Faulty medical cultureKorea is infamous for its unique medical environment. People who feel sick bounce from hospital to hospital, usually trying to get into one of the big ones. When they get admitted, their family members move into the hospital room with them to provide care. The country also has a peculiar ward setup in which one room is shared by several patients except cases involving serious infectious illnesses. After a short field trip to monitor the rapid spread of Middle East respiratory syndrome (MERS) in Korea, a joint evaluation team comprised of World Health Organization staff and Korean medical experts on Saturday pointed out that such practices played a big part in the worsening of the outbreak.
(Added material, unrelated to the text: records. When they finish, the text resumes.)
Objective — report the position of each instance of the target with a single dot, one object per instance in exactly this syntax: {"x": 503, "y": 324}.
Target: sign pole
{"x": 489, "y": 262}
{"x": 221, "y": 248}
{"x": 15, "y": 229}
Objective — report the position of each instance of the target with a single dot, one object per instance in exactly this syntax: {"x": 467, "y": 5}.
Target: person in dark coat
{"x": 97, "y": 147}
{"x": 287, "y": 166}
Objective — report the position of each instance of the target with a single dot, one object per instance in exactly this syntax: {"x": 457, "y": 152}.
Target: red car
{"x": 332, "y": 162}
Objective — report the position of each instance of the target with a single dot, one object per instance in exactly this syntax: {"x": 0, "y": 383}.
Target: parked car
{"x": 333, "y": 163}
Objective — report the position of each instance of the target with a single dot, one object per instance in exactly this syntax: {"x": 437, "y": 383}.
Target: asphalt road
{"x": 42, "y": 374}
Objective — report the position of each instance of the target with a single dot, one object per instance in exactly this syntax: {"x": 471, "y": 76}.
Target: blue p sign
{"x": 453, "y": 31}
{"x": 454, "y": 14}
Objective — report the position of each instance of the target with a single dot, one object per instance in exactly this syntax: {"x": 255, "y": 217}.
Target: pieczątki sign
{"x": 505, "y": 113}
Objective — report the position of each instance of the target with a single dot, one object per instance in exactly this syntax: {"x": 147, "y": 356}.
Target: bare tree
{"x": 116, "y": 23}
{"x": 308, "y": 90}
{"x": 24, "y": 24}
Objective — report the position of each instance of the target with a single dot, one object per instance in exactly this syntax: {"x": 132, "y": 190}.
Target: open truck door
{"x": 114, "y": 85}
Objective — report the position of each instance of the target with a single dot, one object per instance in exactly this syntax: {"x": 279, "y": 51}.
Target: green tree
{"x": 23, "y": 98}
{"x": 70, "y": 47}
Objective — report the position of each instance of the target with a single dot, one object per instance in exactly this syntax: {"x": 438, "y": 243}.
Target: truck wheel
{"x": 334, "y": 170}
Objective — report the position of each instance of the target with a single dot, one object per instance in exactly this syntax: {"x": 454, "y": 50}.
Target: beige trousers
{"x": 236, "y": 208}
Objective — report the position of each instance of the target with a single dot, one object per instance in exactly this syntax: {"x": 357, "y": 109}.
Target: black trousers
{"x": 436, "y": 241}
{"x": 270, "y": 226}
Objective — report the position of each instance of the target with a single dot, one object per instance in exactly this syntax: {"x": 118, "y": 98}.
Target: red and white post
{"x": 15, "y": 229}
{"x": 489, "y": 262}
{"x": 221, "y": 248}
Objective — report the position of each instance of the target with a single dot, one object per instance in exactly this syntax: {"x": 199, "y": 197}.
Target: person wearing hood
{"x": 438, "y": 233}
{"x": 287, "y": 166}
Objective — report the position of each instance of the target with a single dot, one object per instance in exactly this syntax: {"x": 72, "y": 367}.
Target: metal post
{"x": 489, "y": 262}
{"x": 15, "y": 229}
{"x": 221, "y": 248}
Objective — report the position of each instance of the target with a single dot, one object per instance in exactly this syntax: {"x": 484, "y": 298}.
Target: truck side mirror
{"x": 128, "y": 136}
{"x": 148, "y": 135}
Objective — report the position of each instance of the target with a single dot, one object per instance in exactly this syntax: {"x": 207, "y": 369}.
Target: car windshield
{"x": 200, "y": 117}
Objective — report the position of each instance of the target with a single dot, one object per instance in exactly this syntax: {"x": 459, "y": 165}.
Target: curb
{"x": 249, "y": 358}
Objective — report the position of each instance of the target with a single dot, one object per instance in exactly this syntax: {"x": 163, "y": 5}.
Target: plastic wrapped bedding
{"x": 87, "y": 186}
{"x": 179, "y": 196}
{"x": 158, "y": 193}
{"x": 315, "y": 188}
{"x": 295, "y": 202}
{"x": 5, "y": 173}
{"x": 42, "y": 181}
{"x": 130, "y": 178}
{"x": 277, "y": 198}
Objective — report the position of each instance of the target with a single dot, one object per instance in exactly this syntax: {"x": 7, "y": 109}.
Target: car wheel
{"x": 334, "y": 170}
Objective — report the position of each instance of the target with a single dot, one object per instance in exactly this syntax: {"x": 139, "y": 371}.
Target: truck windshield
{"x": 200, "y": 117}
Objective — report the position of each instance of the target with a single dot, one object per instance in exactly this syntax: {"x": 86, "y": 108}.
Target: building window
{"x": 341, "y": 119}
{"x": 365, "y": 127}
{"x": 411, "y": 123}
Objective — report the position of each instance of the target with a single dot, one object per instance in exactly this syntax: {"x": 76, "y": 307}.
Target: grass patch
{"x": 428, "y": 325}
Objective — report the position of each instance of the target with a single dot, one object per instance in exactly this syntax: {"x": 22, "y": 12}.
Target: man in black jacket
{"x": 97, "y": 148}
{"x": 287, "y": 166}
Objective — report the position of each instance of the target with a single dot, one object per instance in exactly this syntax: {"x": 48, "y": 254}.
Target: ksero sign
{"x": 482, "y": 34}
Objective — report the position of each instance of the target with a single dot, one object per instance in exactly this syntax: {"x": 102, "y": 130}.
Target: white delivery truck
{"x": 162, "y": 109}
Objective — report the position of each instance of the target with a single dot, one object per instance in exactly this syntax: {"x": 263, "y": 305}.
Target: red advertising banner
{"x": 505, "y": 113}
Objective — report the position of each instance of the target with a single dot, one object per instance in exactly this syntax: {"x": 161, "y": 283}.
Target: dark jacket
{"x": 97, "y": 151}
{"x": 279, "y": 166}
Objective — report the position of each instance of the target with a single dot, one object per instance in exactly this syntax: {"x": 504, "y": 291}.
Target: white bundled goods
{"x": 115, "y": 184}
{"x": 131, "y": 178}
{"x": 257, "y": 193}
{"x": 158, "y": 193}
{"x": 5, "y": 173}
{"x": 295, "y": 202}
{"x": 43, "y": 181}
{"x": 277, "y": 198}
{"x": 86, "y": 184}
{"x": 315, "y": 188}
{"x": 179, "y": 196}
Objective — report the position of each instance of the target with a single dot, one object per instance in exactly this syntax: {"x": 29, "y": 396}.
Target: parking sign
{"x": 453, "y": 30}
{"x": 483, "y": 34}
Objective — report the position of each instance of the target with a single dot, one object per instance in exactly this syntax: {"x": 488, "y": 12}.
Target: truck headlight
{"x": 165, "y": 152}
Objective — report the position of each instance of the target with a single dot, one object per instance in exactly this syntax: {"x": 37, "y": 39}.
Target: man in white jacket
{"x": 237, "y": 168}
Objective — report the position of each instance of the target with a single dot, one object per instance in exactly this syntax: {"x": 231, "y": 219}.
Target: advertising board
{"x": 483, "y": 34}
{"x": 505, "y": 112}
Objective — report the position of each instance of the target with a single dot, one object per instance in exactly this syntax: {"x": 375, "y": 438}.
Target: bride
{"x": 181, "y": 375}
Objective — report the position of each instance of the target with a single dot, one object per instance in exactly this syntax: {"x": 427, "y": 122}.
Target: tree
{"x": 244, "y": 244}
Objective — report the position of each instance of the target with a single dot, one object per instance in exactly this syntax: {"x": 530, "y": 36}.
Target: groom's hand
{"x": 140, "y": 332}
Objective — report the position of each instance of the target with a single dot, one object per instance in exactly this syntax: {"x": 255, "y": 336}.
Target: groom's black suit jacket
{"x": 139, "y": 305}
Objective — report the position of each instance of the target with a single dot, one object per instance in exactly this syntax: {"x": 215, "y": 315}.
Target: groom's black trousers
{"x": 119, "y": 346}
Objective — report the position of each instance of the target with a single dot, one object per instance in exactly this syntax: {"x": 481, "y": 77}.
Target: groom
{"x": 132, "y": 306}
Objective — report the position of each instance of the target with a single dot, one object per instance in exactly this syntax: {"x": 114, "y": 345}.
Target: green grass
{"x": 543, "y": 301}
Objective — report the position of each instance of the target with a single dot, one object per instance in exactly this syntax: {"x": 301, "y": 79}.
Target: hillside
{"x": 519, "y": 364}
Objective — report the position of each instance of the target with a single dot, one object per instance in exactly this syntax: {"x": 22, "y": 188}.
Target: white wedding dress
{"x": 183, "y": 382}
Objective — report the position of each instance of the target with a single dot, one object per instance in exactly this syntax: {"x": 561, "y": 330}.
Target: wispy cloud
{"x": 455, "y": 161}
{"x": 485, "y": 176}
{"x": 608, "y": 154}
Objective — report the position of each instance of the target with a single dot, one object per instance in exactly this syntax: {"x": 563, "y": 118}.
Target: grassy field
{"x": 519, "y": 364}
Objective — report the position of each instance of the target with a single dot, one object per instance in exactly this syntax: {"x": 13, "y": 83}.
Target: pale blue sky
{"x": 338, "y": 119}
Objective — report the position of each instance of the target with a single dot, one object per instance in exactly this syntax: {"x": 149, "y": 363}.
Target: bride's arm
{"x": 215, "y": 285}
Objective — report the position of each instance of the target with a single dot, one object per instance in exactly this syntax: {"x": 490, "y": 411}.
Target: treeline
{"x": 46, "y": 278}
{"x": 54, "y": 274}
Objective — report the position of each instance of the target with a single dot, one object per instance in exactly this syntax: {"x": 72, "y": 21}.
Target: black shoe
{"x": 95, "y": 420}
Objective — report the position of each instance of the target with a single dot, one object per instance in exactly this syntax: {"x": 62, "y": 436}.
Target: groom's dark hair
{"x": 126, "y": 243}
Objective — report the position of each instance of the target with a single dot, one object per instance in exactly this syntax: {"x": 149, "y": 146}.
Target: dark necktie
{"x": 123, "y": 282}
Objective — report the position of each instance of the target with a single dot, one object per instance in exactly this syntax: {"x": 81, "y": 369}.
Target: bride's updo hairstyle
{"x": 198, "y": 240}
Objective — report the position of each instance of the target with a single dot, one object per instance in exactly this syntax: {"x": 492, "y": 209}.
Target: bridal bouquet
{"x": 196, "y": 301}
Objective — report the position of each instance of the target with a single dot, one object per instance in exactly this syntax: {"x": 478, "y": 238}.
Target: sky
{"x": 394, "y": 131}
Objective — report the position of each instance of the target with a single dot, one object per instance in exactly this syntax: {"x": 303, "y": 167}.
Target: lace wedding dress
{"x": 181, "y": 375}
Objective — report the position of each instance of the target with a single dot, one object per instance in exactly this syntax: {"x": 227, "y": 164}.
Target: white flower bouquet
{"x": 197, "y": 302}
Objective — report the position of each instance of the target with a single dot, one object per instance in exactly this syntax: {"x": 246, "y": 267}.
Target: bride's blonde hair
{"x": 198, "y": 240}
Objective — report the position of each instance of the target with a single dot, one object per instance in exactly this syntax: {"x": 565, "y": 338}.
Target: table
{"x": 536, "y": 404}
In fact, Korean medical circles have long cited such practices as major loopholes in our medical system. One of the most chronic problems can be found in patients moving to a bigger hospital for better treatment. Due to the deep-rooted preference for big hospitals, emergency rooms at large university and general hospitals in Seoul and Gyeonggi province have transformed into big waiting rooms for patients looking for better treatment. Experts say that is the result of abnormally low charges for diagnosis and treatment at large hospitals as a result of the generous public health insurance system.
Such a distorted medical service delivery system can trigger a swift proliferation of infectious diseases like MERS. The government must take the ongoing MERS attack as an opportunity to mend such a lopsided medical consumption system, in which patients rush to big hospitals in the Seoul metropolitan area. The government must help emergency rooms cope with infections and eliminate unnecessary health risks from susceptible groups.
The joint examination team also singled out the practice of friends and relatives moving into hospitals to take care of patients as a major culprit in the current outbreak. Hospitals can control relatives and friends’ visits even now and they should do much more of that in the future.
The medical industry must also demonstrate a determination to curb the rampant internal infections at hospitals by improving their systems of control. At the same time, friends and relatives must refrain from visiting hospitals for the sake of formality and medical centers must also reconsider their deep-seated practice of demanding the accompaniment of such friends and relatives.
Korea must overcome the crisis no matter what. It is time for our hospitals to improve their systems and the government must play its part to raise our medical safety.